Methods and materials: Across
sectional descriptive study was conducted in 115 public and 42 private health facilities
involving 489 health workers,63 community health workers (CHWs) and seven district
officials in Apac, Dokolo, Gulu and Nwoya districts. Both quantitative and qualitative
data collection methods were triangulated.
Results: Over 85% of the health
facilities had not experienced stock out of antimalarial drugs and malaria Rapid
Diagnostic Tests (mRDTs) within 7 days of the study. And 97%, 84% and 54% of the
health workers in public, Private Not for Profit (PNFP), Private for Profit (PFP)

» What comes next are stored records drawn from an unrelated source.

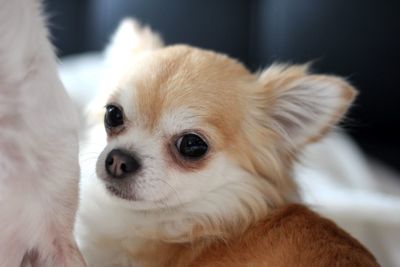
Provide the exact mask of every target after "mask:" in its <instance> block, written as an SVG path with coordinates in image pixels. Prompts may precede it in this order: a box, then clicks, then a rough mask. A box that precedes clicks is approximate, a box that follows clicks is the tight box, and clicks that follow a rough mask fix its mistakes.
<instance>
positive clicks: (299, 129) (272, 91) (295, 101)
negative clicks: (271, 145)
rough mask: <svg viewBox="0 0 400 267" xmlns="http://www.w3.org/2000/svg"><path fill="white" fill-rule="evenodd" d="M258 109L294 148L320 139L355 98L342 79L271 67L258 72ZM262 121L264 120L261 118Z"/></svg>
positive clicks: (353, 90) (322, 75) (256, 96)
mask: <svg viewBox="0 0 400 267" xmlns="http://www.w3.org/2000/svg"><path fill="white" fill-rule="evenodd" d="M258 81H259V82H260V83H261V89H260V90H261V92H257V96H256V100H257V101H260V100H261V101H262V102H261V103H260V102H258V106H259V107H262V108H263V112H262V113H264V116H265V113H266V114H267V116H266V117H267V121H266V122H265V123H264V124H265V125H266V126H267V127H269V128H270V129H272V130H273V131H275V132H277V133H279V134H280V135H282V136H283V137H284V138H285V140H286V141H288V142H290V143H291V144H292V145H293V146H294V147H295V148H298V147H300V146H302V145H304V144H307V143H309V142H313V141H316V140H318V139H319V138H321V137H322V136H324V135H325V133H327V132H328V131H329V130H330V129H331V128H332V126H333V125H334V124H336V123H337V122H338V121H339V120H340V119H341V118H342V117H343V115H344V114H345V112H346V111H347V109H348V108H349V106H350V104H351V103H352V101H353V100H354V97H355V96H356V94H357V93H356V91H355V90H354V88H353V87H352V86H351V85H350V84H349V83H347V82H346V81H345V80H343V79H341V78H338V77H335V76H329V75H310V74H309V73H308V66H307V65H304V66H286V65H273V66H272V67H270V68H268V69H266V70H265V71H263V72H262V73H260V75H259V77H258ZM264 121H265V117H264Z"/></svg>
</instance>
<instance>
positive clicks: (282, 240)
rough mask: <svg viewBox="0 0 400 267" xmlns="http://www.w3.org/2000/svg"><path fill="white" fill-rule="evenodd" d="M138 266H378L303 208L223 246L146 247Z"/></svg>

health facilities respectively were knowledgeable and competently practicing the
T3 policy. The knowledge among health workers in PFP on T3 policy was significantly
lower than that of their counterparts in the public facilities (P < 0.001). Each
health facility in the study had at least one staff trained in integrated Malaria
Management (IMM) that includes parasite based Test, Treat and Track of malaria cases
(T3).
Conclusion: The successful
implementation of T3 strategy in public health facilities in the four districts
was due to availability of a number of enabling factors and few constraints.